Whatever Nvidia image I use, I get a timeout error during deployment.The instance does seem to be created and looks OK, but its still worrisome. Tried it multiple times and on multiple nvidia image types
Details:
nvidia-ngc-image has resource warnings
nvidia-ngc-image-1-software: {“ResourceType”:“runtimeconfig.v1beta1.waiter”,“ResourceErrorCode”:“504”,“ResourceErrorMessage”:“Timeout expired.”}
Overview - nvidia-ngc-image-1
nvidia-ngc-image nvidia-ngc-image.jinja
nvidia-ngc-image-vm-tmpl vm_instance.py
nvidia-ngc-image-1-vm vm instance
software-status software_status.py
nvidia-ngc-image-1-config config
nvidia-ngc-image-1-software config waiter . <---- this seems to be where the failure happens.
software-status-script software_status_script.py
I’m still seeing this issue using “PyTorch from NVIDIA”:
nvidia-gpu-cloud-pytorch-image has resource level errors
nvidia-gpu-cloud-pytorch-image-1-software: {“ResourceType”:“runtimeconfig.v1beta1.waiter”,“ResourceErrorCode”:“504”,“ResourceErrorMessage”:“Timeout expired.”}
I just deployed that image in us-west1-b with a v100. It did seem to take an unusually long time. After you get the timeout, go ahead and check the GCP console to see if a VM instance was actually created. We have seen timeout messages displayed even though an instance was successfully created. Obviously, you won’t want GPU instances running that you aren’t using.

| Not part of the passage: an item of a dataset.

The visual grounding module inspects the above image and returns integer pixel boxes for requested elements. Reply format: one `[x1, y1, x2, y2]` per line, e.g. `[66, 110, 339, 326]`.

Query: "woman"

I’ll report to GCP Cloud and suggest you do the same. You wouldn’t want an instance hanging around for days billing your account that you weren’t aware of.
the same error has appeared again: nvidia-gpu-cloud-pytorch-image-2-software: {“ResourceType”:“runtimeconfig.v1beta1.waiter”,“ResourceErrorCode”:“504”,“ResourceErrorMessage”:“Timeout expired.”} when I try to create the instance based on “NVIDIA GPU-Optimized Image for PyTorch”